Edição 332 | 07 Junho 2010

“A pílula foi um recurso para as mulheres atingirem seus objetivos”

close

FECHAR

Enviar o link deste por e-mail a um(a) amigo(a).

Graziela Wolfart e Márcia Junges

Para a historiadora Elaine May, a pílula obteve sucesso porque foi completamente eficiente, conveniente no controle das mulheres, e separou a contracepção do ato sexual

“Há uma crença de que a ciência e a tecnologia podem resolver diversos problemas. Esta é uma razão pela qual houve tanta esperança colocada na pílula contraceptiva”. A afirmação é da historiadora Elaine May, autora do recém-lançado América e a Pílula: Uma História de Promessa, Perigo e Liberação (America and the Pill: A History of Promise, Peril, and Liberation, Basic Books, 2010). Na entrevista a seguir, concedida, por e-mail, à IHU On-Line, ela defende que houve diversas promessas em torno da pílula, como “resolver a superpopulação mundial e a pobreza, criar famílias felizes e bem planejadas, colocar um fim à gravidez inesperada e indesejada”. No entanto, completa, “a maioria destas promessas não foi cumprida”. Na visão de Elaine May, “a contracepção não deu maior poder sexual às mulheres. Foi o movimento feminista que deu a elas esse poder, e a pílula foi um recurso para as mulheres atingirem seus objetivos”.

Elaine May é professora de História na Universidade de Minnesota, Estados Unidos. Graduada em História pela Universidade da Califórnia, é mestre e doutora em História pela mesma instituição.

Confira a entrevista.

IHU On-Line - Depositaram esperanças demais na pílula anticoncepcional? Por quê?

Elaine May - Nos Estados Unidos e em outros lugares também, há uma crença de que a ciência e a tecnologia podem resolver diversos problemas. Esta é uma razão pela qual houve tanta esperança colocada na pílula contraceptiva.

IHU On-Line - Quais foram as principais promessas em torno da pílula?

Elaine May - O tempo todo houve diversas promessas: resolver a superpopulação mundial e a pobreza, criar famílias felizes e bem planejadas, colocar um fim à gravidez inesperada e indesejada.
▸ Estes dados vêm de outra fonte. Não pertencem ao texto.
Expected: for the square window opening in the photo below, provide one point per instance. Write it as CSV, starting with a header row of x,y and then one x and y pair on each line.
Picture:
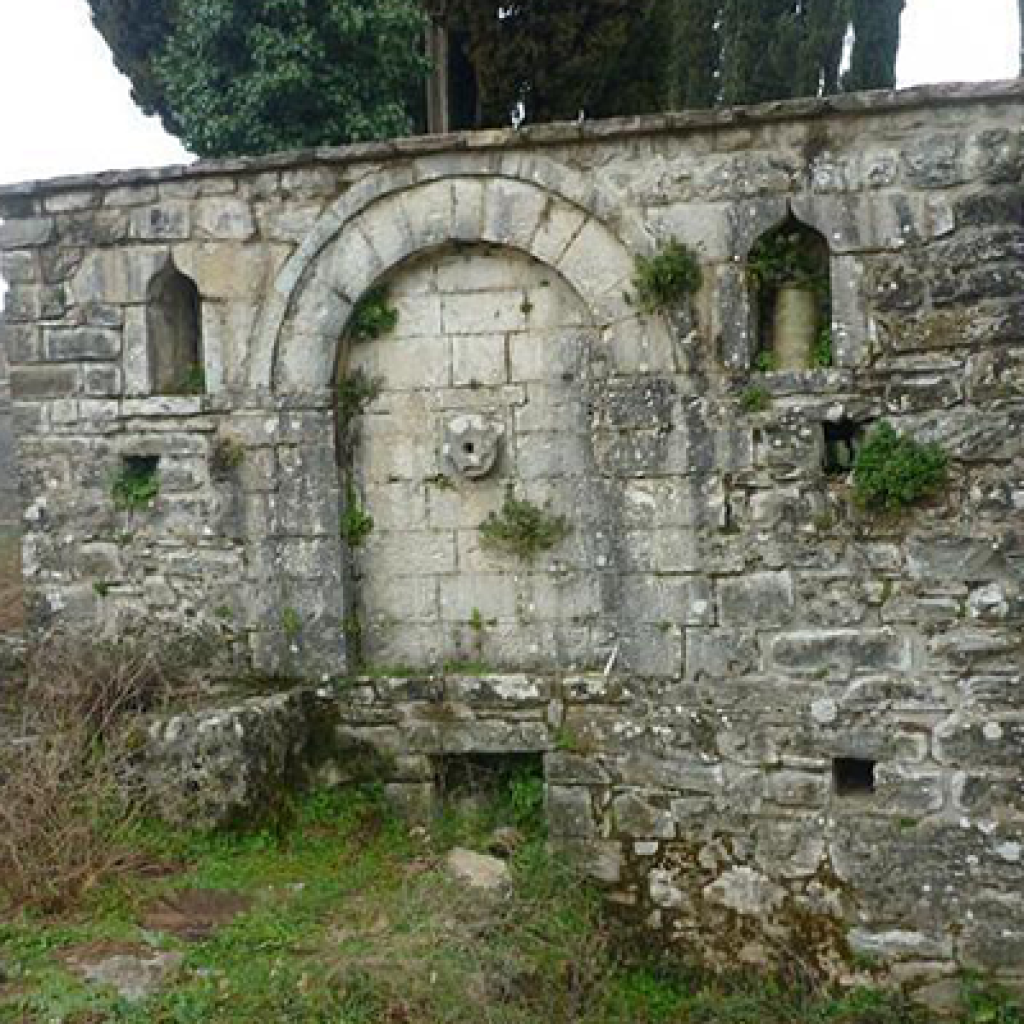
x,y
853,776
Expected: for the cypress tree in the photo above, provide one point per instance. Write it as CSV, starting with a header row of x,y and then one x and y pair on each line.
x,y
876,45
135,32
696,59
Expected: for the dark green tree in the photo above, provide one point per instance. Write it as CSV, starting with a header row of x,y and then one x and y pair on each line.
x,y
559,58
1020,12
135,32
232,77
696,52
876,45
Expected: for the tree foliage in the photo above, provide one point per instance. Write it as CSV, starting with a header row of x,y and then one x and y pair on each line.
x,y
135,32
233,77
560,57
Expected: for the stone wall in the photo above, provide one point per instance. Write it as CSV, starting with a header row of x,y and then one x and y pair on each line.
x,y
773,722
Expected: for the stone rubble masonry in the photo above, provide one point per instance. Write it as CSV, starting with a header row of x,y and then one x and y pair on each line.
x,y
769,722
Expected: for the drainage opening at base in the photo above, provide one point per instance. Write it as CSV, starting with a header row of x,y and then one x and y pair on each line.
x,y
842,440
496,790
853,776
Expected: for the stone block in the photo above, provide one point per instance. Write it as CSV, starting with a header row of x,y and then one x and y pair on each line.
x,y
168,221
18,267
761,599
714,654
20,343
479,360
636,817
570,812
797,788
81,344
224,219
412,552
48,382
468,597
843,652
26,233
Porém, a maioria destas promessas não foi cumprida.

IHU On-Line - Quais foram os principais benefícios que a pílula trouxe?
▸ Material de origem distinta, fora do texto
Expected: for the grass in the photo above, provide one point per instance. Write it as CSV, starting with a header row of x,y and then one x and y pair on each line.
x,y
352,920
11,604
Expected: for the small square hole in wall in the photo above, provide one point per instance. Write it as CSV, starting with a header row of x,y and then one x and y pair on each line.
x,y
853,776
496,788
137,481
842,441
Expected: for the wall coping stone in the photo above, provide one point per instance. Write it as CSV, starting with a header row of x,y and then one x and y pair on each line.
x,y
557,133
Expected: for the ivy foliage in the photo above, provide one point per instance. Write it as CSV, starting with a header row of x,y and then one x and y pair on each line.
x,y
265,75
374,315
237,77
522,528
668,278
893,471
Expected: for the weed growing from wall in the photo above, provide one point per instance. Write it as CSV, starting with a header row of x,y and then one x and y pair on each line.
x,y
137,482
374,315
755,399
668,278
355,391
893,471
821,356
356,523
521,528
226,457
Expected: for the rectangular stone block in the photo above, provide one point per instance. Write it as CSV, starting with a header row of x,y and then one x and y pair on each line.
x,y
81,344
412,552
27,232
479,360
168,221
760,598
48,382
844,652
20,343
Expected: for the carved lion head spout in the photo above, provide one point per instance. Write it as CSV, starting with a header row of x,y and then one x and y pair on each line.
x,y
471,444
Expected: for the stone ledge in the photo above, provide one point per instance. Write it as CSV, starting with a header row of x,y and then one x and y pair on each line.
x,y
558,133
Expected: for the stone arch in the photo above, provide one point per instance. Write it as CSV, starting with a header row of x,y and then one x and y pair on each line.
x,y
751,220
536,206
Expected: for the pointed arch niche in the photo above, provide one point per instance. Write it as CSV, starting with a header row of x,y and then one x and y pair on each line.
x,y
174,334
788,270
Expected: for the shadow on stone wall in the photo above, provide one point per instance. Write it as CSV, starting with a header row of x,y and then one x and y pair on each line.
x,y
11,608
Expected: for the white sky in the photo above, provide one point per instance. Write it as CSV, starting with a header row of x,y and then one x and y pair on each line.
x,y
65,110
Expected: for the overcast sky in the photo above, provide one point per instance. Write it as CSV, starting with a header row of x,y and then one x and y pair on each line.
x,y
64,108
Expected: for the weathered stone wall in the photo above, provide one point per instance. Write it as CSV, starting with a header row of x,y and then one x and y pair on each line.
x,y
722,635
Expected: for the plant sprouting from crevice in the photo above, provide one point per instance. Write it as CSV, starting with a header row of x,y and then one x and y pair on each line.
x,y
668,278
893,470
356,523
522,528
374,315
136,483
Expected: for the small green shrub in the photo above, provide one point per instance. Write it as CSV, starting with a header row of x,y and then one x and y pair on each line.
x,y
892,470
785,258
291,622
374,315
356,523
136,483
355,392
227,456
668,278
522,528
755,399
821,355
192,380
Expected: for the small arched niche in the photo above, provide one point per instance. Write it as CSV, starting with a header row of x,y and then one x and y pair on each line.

Elaine May - Os maiores benefícios foram para as mulheres, permitindo-lhes controlar efetivamente sua fertilidade sem a necessidade do envolvimento, cooperação ou até conhecimento dos homens, de modo que elas podiam planejar suas vidas e alcançar suas aspirações pessoais.

IHU On-Line - O que a pílula realmente conseguiu?

Elaine May - A pílula obteve sucesso porque foi completamente eficiente, conveniente, estando no controle por parte das mulheres, e separou a contracepção do ato sexual.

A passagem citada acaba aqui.